The continuous spread of corona virus forced International Monetary fund to revise global growth forecast downward. The global growth will now land in a negative territory of minus 3 percent in 2020. Evidence suggests that the cumulative fall in output could reach to more than 9 trillion dollars in the coming couple of years. Estimates of the International Labor Organization indicate that there will be a loss of 6.7 percent of working hours globally. World Bank and other estimates indicate that the current crisis will be particularly hard in terms of economic disruptions for third world and poor countries.

Pandemics not only bring miseries to the people's lives but also costly for the governments. The frequent shutdowns deprived the governments of tax revenue. On the one hand, revenue decrease and on the other, government is spending huge amount on health, social safety nets and social assistance. The shrinking fiscal space is a budgetary cataclysm. Based on the World Bank estimates, lockdowns and the resulting economic consequences will send millions below poverty line in underdeveloped and poor countries. The majority of the dependents, children and women, live in poverty will experience malnutrition and under nourishment thus increases demand for social safety nets.

Cohesive public policy is needed to deal with these massive disruptions. International financial institutions including Asian Development Bank, World Bank and International Monetary Fund extended helping hand and showed phenemenonal generosity towards third world countries and Pakistan is no exception. International monetary fund has already extended one year debt relief to Pakistan. State Bank of Pakistan has also received 1.39 billion dollars under the Rapid Financing Instrument (RFI) from IMF to cope with Covid-19 pandemic. Asian Development Bank has repurposed 50 million dollars from Pakistan's National Disaster Risk Management Fund to support Pakistan's preventive and response efforts to fight the outbreak of the coronavirus disease in the country. World Bank also approved 200 million dollar package to help Pakistan in strengthening national healthcare systems and to minimize the socioeconomic disruptions caused by COVID-19. These efforts will provide the much needed fiscal space to focus on people who lives in poverty.

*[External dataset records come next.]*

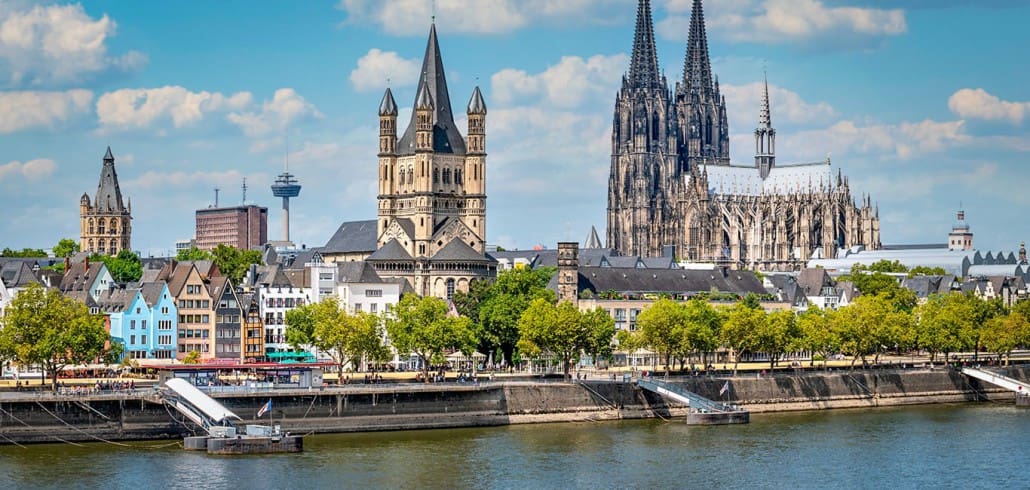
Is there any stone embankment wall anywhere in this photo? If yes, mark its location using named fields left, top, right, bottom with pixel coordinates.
left=0, top=368, right=1030, bottom=444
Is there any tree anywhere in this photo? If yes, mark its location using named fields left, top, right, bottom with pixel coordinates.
left=582, top=307, right=615, bottom=365
left=175, top=247, right=214, bottom=261
left=386, top=294, right=478, bottom=382
left=518, top=298, right=593, bottom=379
left=54, top=238, right=78, bottom=258
left=0, top=248, right=46, bottom=258
left=797, top=307, right=840, bottom=368
left=0, top=284, right=108, bottom=391
left=754, top=310, right=799, bottom=371
left=683, top=299, right=724, bottom=365
left=851, top=258, right=908, bottom=274
left=984, top=312, right=1030, bottom=365
left=721, top=301, right=765, bottom=376
left=90, top=249, right=143, bottom=283
left=832, top=294, right=912, bottom=368
left=465, top=268, right=555, bottom=360
left=211, top=243, right=264, bottom=284
left=637, top=299, right=686, bottom=376
left=915, top=294, right=975, bottom=362
left=908, top=266, right=948, bottom=278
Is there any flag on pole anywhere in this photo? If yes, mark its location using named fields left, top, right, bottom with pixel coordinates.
left=256, top=398, right=272, bottom=419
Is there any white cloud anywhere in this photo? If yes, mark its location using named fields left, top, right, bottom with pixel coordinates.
left=0, top=90, right=93, bottom=133
left=227, top=89, right=322, bottom=138
left=784, top=119, right=971, bottom=160
left=97, top=85, right=252, bottom=130
left=338, top=0, right=632, bottom=36
left=122, top=170, right=272, bottom=191
left=948, top=89, right=1030, bottom=125
left=490, top=55, right=629, bottom=108
left=720, top=81, right=837, bottom=128
left=0, top=159, right=58, bottom=182
left=350, top=47, right=419, bottom=92
left=657, top=0, right=908, bottom=44
left=0, top=4, right=146, bottom=85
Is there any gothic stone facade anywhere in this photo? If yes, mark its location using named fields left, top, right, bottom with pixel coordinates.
left=608, top=0, right=880, bottom=270
left=78, top=146, right=132, bottom=255
left=368, top=25, right=496, bottom=298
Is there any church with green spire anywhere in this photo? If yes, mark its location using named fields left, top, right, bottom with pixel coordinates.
left=367, top=24, right=496, bottom=299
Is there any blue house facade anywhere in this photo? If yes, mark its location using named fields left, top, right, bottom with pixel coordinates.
left=98, top=282, right=178, bottom=359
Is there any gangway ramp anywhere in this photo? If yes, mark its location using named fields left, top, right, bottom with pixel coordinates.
left=637, top=378, right=750, bottom=425
left=962, top=368, right=1030, bottom=396
left=163, top=378, right=242, bottom=435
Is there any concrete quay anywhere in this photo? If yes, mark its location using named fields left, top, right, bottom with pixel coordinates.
left=0, top=368, right=1030, bottom=444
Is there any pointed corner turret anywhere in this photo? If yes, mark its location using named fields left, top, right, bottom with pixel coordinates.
left=379, top=88, right=398, bottom=117
left=467, top=85, right=486, bottom=115
left=415, top=82, right=433, bottom=111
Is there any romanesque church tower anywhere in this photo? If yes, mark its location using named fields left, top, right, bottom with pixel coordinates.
left=368, top=24, right=496, bottom=298
left=78, top=146, right=132, bottom=255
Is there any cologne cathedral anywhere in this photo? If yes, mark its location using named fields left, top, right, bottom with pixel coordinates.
left=608, top=0, right=880, bottom=270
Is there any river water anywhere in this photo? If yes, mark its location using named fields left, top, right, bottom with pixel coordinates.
left=0, top=404, right=1030, bottom=490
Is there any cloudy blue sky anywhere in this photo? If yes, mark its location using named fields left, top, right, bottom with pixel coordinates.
left=0, top=0, right=1030, bottom=255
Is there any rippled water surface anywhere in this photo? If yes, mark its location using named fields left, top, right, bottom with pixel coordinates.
left=0, top=404, right=1030, bottom=489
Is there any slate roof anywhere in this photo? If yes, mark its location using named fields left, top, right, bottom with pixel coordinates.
left=0, top=260, right=40, bottom=288
left=797, top=268, right=834, bottom=296
left=58, top=260, right=104, bottom=292
left=139, top=282, right=165, bottom=308
left=397, top=24, right=466, bottom=155
left=337, top=261, right=383, bottom=283
left=368, top=238, right=411, bottom=260
left=321, top=219, right=377, bottom=254
left=96, top=287, right=139, bottom=313
left=430, top=240, right=496, bottom=263
left=548, top=267, right=766, bottom=295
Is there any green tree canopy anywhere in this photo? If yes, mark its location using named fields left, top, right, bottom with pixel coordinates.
left=211, top=244, right=264, bottom=284
left=797, top=307, right=840, bottom=366
left=90, top=249, right=143, bottom=283
left=0, top=284, right=114, bottom=391
left=453, top=268, right=555, bottom=361
left=637, top=299, right=687, bottom=375
left=175, top=247, right=214, bottom=261
left=386, top=294, right=478, bottom=382
left=582, top=307, right=615, bottom=365
left=720, top=301, right=765, bottom=376
left=518, top=298, right=593, bottom=379
left=754, top=310, right=800, bottom=370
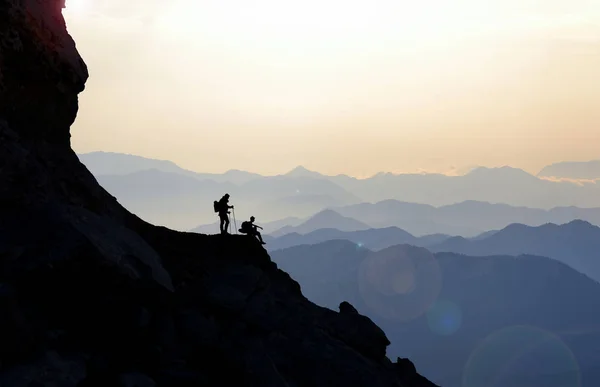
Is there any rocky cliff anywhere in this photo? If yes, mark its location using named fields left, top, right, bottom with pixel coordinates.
left=0, top=0, right=433, bottom=387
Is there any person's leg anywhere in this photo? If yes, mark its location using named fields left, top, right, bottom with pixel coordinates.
left=223, top=216, right=229, bottom=234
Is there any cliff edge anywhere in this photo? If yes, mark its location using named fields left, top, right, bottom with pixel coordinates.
left=0, top=0, right=434, bottom=387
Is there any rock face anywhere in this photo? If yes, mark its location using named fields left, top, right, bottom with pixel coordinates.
left=0, top=0, right=433, bottom=387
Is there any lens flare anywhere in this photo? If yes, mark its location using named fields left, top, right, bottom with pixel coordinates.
left=358, top=245, right=442, bottom=322
left=462, top=326, right=581, bottom=387
left=427, top=300, right=462, bottom=336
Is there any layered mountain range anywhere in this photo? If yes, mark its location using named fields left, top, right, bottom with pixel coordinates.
left=0, top=0, right=433, bottom=387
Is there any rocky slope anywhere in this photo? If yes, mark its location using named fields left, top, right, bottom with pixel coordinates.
left=0, top=0, right=433, bottom=387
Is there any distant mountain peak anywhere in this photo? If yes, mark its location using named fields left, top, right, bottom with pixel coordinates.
left=285, top=165, right=322, bottom=177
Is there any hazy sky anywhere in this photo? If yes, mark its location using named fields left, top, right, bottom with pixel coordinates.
left=65, top=0, right=600, bottom=176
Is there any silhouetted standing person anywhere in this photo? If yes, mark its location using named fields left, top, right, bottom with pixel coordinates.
left=240, top=216, right=266, bottom=245
left=217, top=194, right=233, bottom=234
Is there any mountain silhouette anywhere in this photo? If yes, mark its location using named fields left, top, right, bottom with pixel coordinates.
left=190, top=217, right=302, bottom=234
left=538, top=160, right=600, bottom=180
left=271, top=240, right=600, bottom=387
left=79, top=152, right=600, bottom=233
left=429, top=220, right=600, bottom=281
left=270, top=210, right=370, bottom=236
left=265, top=227, right=450, bottom=251
left=0, top=5, right=432, bottom=387
left=285, top=165, right=325, bottom=179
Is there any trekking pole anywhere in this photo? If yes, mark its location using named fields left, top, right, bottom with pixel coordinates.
left=232, top=208, right=237, bottom=235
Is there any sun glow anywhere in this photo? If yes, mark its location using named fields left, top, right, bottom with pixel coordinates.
left=65, top=0, right=93, bottom=15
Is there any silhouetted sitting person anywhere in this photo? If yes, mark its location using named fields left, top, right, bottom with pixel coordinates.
left=214, top=194, right=233, bottom=234
left=240, top=216, right=265, bottom=245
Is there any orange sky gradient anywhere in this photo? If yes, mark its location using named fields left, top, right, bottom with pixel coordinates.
left=64, top=0, right=600, bottom=177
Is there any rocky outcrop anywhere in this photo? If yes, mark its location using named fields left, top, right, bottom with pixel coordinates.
left=0, top=0, right=432, bottom=387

Besides these external efforts, domestic policy response demands deeper understanding of the intricacies associated with these social and economic disruptions. Many small businesses have already slashed their spending and lay off workers.

Domestic economy is shrinking and so GDP growth rate is downward revised. State Bank of Pakistan cuts the policy rate by more than 400 basis points to arrest the decline in economic growth. The cumulative reduction of 425 basis points in interest rate since March 17 will somehow ease the burden of worsening economic growth outlook.

The central bank has also introduced refinance schemes to support employment and prevent layoff of workers. Data indicates that retail sales and small and medium enterprises experience a significant decline in sale and activities across the economy. State Bank of Pakistan also encourages commercial banks to provide loans to small and medium enterprises without any collateral.

The central Bank also changes the liquidity requirement for commercial banks to encourage more lending to households and businesses including SMEs, corporate, commercial, retail and agriculture. These initiatives include a reduction in the Capital Conservation Buffer (CCB) from the existing 2.5 percent to 1.5 percent.

This will allow commercial banks to lend an additional amount of around 800 billion rupees to minimize the cost of these disruption phases. To reduce the burden on households and individuals, State Bank of Pakistan has also relaxed the Debt Burden Ratio (DBR) for consumer loans from 50 percent to 60 percent.

Like many other countries, lockdowns in Pakistan are saving people's lives but carry devastating implications for the livelihood of people, especially those who are unskilled and working in informal sectors. ILO estimates shows that the informal economy is accounted for more than 70 percent of the employment in main jobs outside agriculture sector. Evidence suggests that these institutionalized arrangements made by the central bank are not likely to trickle down to the people engaged in the informal sectors.

Keeping in perspective the enormous economic cost of the pandemic crisis, the government needs to dive deeper and review the current policy response. The negative impact of the corona virus in terms of size and scope demands additional fiscal, monetary and other recovery strategies to finance and stimulate consumer's demand.